Dalam catatan Bisnis, postur anggaran TKDD pada RAPBN 2026 hanya direncanakan sebesar Rp650 triliun. Angka ini turun Rp214,1 triliun atau 24,7% dibandingkan dengan outlook tahun 2025 yang direncanakan sebesar Rp864,1 triliun.
Selain itu, alokasi anggaran TKDD pada RAPBN 2026 itu juga terendah sejak 5 tahun terakhir. Sekadar catatan pada tahun 2021 realisasi TKDD menembus angka Rp785,7 triliun, setahun kemudian angka itu naik menjadi Rp816,2 triliun pada 2021, tahun 2023 naik jadi Rp881,4 triliun, turun ke angka Rp863,5 triliun pada 2024, dan diperkirakan menjadi Rp864,06 triliun pada tahun 2025.

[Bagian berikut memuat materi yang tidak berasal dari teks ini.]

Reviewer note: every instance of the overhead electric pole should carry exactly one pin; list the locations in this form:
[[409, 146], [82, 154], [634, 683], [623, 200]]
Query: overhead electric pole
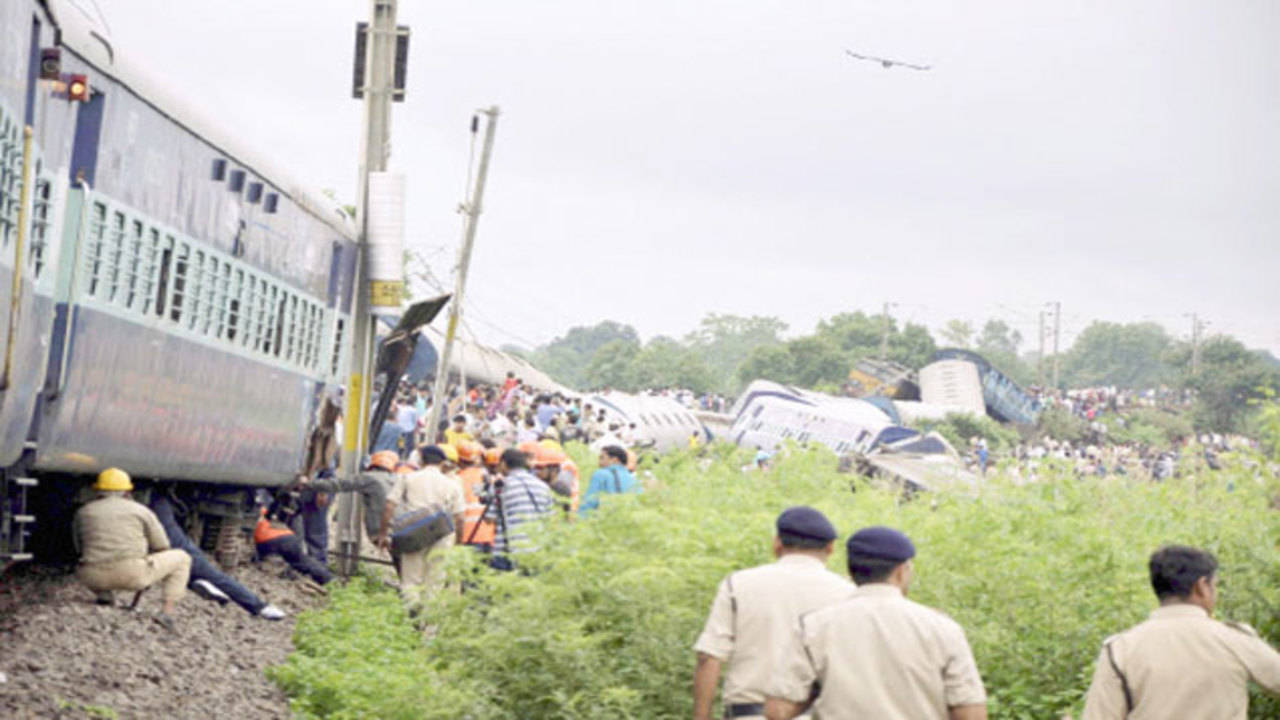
[[378, 89], [885, 332], [1040, 359], [471, 209], [1197, 328], [1057, 336]]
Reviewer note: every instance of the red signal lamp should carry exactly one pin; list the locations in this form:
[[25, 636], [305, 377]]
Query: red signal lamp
[[77, 89]]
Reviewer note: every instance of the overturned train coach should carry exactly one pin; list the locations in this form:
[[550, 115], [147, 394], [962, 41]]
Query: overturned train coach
[[768, 414], [174, 305]]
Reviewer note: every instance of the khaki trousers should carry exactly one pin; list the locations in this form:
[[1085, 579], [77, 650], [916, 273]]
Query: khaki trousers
[[170, 566], [423, 573]]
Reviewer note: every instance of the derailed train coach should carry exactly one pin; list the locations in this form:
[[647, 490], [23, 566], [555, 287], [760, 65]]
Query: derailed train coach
[[174, 304], [768, 414]]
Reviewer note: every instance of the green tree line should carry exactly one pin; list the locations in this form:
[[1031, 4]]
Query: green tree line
[[725, 352]]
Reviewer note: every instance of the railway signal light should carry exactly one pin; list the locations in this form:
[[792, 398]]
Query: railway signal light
[[77, 89], [50, 63]]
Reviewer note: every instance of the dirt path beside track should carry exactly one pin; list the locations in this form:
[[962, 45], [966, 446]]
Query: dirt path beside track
[[64, 656]]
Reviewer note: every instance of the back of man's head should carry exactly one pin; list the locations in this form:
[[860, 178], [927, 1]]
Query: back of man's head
[[515, 459], [1175, 568], [873, 554], [616, 452]]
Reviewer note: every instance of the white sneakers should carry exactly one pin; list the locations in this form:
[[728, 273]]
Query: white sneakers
[[208, 591], [272, 613]]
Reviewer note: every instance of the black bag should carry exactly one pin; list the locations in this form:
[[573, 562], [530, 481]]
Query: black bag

Presiden Prabowo Subianto menekankan bahwa pemerintah memang sedang mendorong terus efisiensi belanja, termasuk memastikan belanja TKD tetap efisien. "Sehingga ke depan TKD bukan satu satunya instrument pemerataan kesejahteraan masyarakat," kata Prabowo di DPR, Jumat (15/8/2025).
Aturan Efisiensi Sri Mulyani
Seperti diketahui, pemerintah telah menerbitkan PMK No.56/2025. Pasal 17 ayat (1) PMK 56/2025, efisiensi TKD diberlakukan terhadap alokasi yang digunakan untuk infrastruktur, dana otonomi khusus (otsus) dan keistimewaan daerah, dana yang belum dirinci per daerah dalam APBN tahun berjalan, hingga alokasi yang tidak digunakan untuk pelayanan dasar di bidang pendidikan dan kesehatan. Kebijakan juga mencakup TKD lain sesuai arahan presiden.
Sementara dalam Pasal 17 ayat (4) dan (5) diatur bahwa dana TKD hasil efisiensi akan dicadangkan dan tidak disalurkan, kecuali terdapat arahan lain dari presiden.
Baca Juga
Dijelaskan bahwa hasil efisiensi TKD dapat berbentuk alokasi per daerah maupun alokasi yang belum dirinci. Dana hasil efisiensi yang dicadangkan akan menjadi dasar penyesuaian rincian alokasi TKD per provinsi/kabupaten/kota atau per bidang, yang kemudian diadopsi dalam APBD masing-masing daerah.
Selain itu, Pasal 19 mengatur mekanisme pergeseran anggaran TKD yang telah dicadangkan ke Subbagian Anggaran Bendahara Umum Negara Belanja Lainnya. Proses ini dilakukan tanpa memerlukan reviu Aparat Pengawasan Intern Pemerintah (APIP) dan mempertimbangkan kebutuhan anggaran serta karakteristik masing-masing jenis TKD.
Pemerintah juga membuka kemungkinan penggunaan dana hasil efisiensi untuk membiayai belanja pegawai, operasional kantor, pelaksanaan tugas dan fungsi dasar, layanan publik, maupun kegiatan prioritas presiden, dengan persetujuan menteri keuangan.